Мы добегаем до проволочных заграждений, бросаем на них принесенные с собой доски и по ним пытаемся бежать. Немцы забрасывают нас ручными гранатами. Наши крики смешиваются с шумом в их окопах. В темноте ничего не видно.
— Сдавайся, сволочь, сдавайся! — кричит Гончаров.
Он рядом со мной. Я вижу блеск его шашки и слышу хруст и мокрое шлепанье…
Мы перебежали окопы и бьем штыками по головам сидящих в окопах. Наших, очевидно, здесь много. Слышны русская бессвязная речь и брань. Кто-то еще и еще лезет через заграждения. Подоспели, очевидно, резервы.
— Вылезай, сволочь, вылезай! Бросай винтовки!
Вспыхивают фонарики и спички, освещая окровавленные головы и лица пленных. Одни вылезают сами, других вытаскивают. Их собирают группами и окружают. Мы натыкаемся на брошенный пулемет. В темноте отступающих не преследуют. Только артиллерия упорно посылает вдогонку с нескольких позиций тысячи снарядов…
Мы то и дело натыкаемся друг на друга и на немцев. Их речь и крики смешиваются с нашими. Кроме меня и Гончарова, как будто никого из нашей роты нет. Я выкрикиваю фамилии — никто не откликается. Спотыкаемся о брошенные винтовки, патронные ящики и мертвые тела. Падаем в ходы сообщения и ямы. Крики раненых становятся громче и слышны чаще.
На горизонте показывается огромная красная луна. Темнота чуть-чуть рассеивается. В коричневом тумане пленных выводят за окопы и заграждения. Их строят в колонну и гонят в пункт.
Санитарные команды подбирают раненых и убитых. Ими усеяно все поле. Луна поднимается выше, становится бледнее и освещает зеленым светом толпу пленных, наших санитаров и лежащие на земле тела.

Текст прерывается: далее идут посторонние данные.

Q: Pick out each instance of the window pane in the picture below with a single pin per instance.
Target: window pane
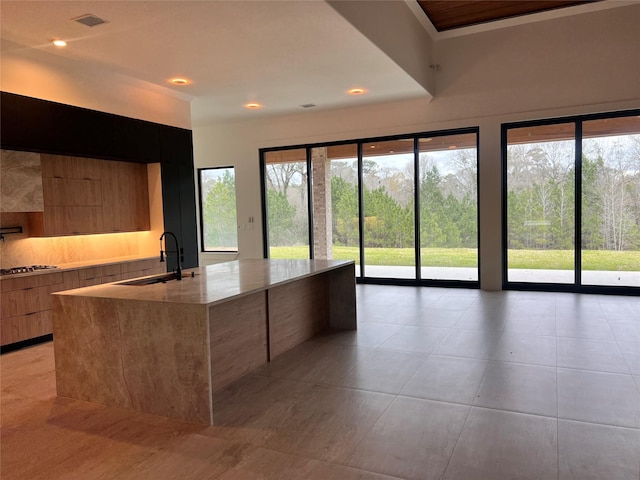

Рядом со мной четыре солдата несут за руки и за ноги убитого офицера. Пустые ножны болтаются на портупее. Фуражки на голове нет. Блестят стекла очков. Подхожу ближе, зажигаю фонарик и узнаю капитана Воздвиженского. Половина лица, борода и вся шинель в крови. В горле огромная развороченная рана. На ней сгустки крови и пузырьки пены. Вся шинель в дырах и порезах. Солдаты его роты рассказывают, что он добежал одним из первых до заграждений, перескочил через них и был поднят немцами на штыки. Один штык с такой силой был вбит в его грудь, что немец не мог его вытащить и бросил винтовку… Воздвиженский лежал с воткнутым в грудь штыком. Винтовка от тяжести приклада пригнулась к ногам.
Утром возле новых окопов я нахожу Василенко. Он лежит на спине. Кто-то накрест сложил его руки. Лицо синее и маленькое, будто он за ночь похудел. Нос и подбородок заострились. Весь он тоненький и молодой, как мальчик. Глаза полуоткрытые, лукаво улыбающиеся.
Разыскиваю земляков Василенки, Родина и Былина. Родин идет посмотреть убитого. Былин спокоен.
— Уси там будем. Нема здесь умных. Вон твоего Кайзера сразу и в ноги и в пузо хлопнули.